“The two combined together can create critical fire weather conditions,” said meteorologist Dawn Fishler.
To make matters worse, Fishler predicts steady winds of between 15 and 30 mph with gusts of 60 mph, coupled with low humidity. A cold front brushing along northern California and Nevada will bring the gusty winds into the region this afternoon and early evening,
“This will combine with low afternoon humidity to create critical fire weather conditions,” she said.
Though it feels early this year to be issuing red-flag alerts, Fishler said, the issue mainly was with the low precipitation the area received this winter compared to the high precipitation the region got the year before.
Sandy Munns, a battalion chief with Reno Fire Department who is a “dangerous combination.”
“It’s the wind that really makes our situation much more dangerous,” Munns said. “We can’t get out ahead of the fire when it’s being pushed by 60 mph winds. Until the weather patterns change and we can see a little bit of rain, this will be the norm for us.”
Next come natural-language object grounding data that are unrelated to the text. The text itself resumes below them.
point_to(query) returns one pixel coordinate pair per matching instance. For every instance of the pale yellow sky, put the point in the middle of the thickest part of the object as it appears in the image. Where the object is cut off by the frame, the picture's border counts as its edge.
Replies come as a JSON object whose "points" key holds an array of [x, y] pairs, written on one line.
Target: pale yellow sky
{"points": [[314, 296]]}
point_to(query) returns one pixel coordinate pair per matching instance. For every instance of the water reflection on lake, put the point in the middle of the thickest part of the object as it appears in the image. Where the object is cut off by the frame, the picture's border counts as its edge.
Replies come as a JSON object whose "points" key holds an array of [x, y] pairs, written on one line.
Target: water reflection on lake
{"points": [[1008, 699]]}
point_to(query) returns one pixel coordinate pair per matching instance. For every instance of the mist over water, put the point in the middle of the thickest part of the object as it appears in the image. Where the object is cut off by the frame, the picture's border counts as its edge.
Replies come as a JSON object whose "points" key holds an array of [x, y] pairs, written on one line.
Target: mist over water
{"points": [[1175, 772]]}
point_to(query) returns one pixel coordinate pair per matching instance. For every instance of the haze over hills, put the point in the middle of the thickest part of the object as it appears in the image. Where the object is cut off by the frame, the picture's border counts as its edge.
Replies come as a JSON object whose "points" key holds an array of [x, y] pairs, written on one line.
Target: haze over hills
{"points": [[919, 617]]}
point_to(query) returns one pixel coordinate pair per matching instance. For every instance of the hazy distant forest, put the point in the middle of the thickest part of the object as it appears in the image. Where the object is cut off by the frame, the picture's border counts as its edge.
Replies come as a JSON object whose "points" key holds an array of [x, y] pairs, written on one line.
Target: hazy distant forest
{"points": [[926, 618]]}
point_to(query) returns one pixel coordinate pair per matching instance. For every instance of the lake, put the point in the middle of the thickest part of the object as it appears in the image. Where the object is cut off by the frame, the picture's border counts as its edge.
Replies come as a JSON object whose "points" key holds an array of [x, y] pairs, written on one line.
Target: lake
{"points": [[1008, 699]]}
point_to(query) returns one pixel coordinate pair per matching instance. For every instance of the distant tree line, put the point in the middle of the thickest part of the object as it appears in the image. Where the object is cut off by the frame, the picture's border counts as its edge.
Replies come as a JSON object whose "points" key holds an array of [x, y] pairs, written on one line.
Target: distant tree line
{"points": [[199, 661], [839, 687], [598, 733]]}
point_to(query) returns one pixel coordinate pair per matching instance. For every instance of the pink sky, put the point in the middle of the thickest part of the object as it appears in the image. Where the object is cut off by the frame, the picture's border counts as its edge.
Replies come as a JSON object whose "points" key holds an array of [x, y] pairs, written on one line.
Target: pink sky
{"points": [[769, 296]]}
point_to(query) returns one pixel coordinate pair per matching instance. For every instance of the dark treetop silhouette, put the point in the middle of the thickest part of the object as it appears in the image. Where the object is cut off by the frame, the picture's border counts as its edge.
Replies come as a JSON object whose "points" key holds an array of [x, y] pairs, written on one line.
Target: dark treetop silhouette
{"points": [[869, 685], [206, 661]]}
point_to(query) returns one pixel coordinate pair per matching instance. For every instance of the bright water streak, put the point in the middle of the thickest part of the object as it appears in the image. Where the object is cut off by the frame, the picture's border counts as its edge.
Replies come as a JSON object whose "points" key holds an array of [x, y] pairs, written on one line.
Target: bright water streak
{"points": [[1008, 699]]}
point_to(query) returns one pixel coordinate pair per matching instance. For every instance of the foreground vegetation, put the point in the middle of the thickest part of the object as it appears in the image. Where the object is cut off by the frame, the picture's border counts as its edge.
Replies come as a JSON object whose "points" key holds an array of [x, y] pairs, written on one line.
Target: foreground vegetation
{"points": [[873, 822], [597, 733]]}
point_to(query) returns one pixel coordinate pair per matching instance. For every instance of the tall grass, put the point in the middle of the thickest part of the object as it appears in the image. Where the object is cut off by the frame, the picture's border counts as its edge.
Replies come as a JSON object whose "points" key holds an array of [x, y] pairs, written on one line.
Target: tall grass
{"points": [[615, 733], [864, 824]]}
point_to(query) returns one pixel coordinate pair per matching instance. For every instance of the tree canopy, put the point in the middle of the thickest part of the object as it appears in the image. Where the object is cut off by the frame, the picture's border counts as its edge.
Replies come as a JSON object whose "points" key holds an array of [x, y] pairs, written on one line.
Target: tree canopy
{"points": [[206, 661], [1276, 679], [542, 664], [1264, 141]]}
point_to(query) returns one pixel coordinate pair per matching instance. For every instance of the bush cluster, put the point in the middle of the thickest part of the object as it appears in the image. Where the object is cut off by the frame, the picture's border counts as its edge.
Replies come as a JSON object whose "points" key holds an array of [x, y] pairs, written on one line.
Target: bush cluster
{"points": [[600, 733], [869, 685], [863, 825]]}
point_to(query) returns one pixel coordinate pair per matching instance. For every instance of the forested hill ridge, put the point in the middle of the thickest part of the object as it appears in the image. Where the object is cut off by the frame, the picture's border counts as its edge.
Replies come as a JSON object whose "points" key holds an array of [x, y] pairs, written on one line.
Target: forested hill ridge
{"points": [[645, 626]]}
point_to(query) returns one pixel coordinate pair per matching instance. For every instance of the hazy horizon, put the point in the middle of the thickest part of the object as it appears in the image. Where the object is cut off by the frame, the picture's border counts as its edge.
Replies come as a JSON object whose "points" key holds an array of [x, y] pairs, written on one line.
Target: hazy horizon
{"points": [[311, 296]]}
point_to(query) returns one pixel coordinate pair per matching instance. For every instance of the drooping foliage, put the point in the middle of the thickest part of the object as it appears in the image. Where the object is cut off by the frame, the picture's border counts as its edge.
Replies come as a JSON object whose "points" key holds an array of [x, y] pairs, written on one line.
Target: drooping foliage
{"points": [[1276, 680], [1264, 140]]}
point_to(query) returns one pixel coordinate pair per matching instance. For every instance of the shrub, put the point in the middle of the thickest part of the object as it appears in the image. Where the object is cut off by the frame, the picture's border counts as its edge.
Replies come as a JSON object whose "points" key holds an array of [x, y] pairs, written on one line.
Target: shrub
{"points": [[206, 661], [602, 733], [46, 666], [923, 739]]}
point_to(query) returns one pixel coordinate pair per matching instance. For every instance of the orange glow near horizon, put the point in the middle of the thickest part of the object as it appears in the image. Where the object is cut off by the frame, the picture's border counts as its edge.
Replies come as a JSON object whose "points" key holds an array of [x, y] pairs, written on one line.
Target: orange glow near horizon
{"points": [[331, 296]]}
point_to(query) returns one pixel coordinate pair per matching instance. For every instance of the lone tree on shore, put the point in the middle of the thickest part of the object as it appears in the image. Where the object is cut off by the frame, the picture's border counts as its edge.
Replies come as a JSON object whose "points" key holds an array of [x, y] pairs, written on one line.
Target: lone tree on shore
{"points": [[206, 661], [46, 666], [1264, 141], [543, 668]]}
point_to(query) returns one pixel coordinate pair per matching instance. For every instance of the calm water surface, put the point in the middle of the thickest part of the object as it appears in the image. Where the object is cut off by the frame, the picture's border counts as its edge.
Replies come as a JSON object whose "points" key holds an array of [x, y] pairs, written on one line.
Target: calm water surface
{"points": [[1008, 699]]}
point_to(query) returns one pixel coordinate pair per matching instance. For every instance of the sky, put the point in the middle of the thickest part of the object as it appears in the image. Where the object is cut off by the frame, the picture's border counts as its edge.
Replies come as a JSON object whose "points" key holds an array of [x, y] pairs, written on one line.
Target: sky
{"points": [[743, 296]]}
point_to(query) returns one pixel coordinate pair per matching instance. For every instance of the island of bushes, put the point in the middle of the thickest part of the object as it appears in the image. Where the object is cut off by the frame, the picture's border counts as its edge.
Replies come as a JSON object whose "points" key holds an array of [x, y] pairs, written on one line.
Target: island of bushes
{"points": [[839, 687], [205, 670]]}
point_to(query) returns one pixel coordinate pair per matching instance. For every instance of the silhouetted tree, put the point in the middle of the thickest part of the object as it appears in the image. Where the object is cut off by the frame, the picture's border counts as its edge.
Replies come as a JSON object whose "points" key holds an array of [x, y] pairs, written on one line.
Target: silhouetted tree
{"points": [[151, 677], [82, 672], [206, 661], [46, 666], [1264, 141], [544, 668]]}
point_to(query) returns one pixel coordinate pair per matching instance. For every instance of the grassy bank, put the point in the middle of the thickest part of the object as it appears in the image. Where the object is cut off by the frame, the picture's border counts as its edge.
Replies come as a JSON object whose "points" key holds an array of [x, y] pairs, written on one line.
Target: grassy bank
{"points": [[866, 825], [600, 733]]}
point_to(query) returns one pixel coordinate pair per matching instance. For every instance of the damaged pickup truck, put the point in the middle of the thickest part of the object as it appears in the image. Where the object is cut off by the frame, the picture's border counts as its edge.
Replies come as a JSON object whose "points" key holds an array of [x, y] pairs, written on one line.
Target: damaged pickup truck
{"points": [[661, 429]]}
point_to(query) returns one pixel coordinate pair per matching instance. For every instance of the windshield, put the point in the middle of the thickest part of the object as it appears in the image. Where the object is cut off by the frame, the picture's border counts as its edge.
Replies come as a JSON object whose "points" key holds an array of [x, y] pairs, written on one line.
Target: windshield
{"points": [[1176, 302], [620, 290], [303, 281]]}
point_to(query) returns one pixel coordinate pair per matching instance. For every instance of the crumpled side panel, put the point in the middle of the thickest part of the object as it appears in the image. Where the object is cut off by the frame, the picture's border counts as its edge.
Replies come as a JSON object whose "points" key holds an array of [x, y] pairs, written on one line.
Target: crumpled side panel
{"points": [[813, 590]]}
Munns suggest that homeowners be aware of their behaviors during this time. For instance, a simple barbecue can ignite a neighborhood simply by tipping over in the wind.
“Barbecues are just like fireplaces. The ashes stay hot for a very long time,” Munns said. “They need to be cooled before you dispose of them. Things can topple over.”
Munns recommends discarding ashes into a metal bucket and placed in an area where wind is not going to tip it over.
Also, Munns suggested to be careful not t discard smoking materials from a car by discarding them from an open window or flicking ashes into the air with abandon.
Another dangerous activity during this time is outdoor shooting.
“People who want to go shooting should remember that brush fires are started when people go shooting, sparks can fly off rocks and fire can spread very ,very fast,” he said.
Humans have always played one of the biggest roles in starting fires. Washoe County has asked residents to help this year in the fight against fire ignitions by becoming vigilant, watching for dangerous situations and becoming fire-aware.
As far as the fire crews, they are briefed every morning of the conditions.
“We’re perhaps a little more vigilant. Lightening and wind are the two things we watch out for,” he said. “We’re already in a high fire season. We’re going to move into the extreme range in the very near future.”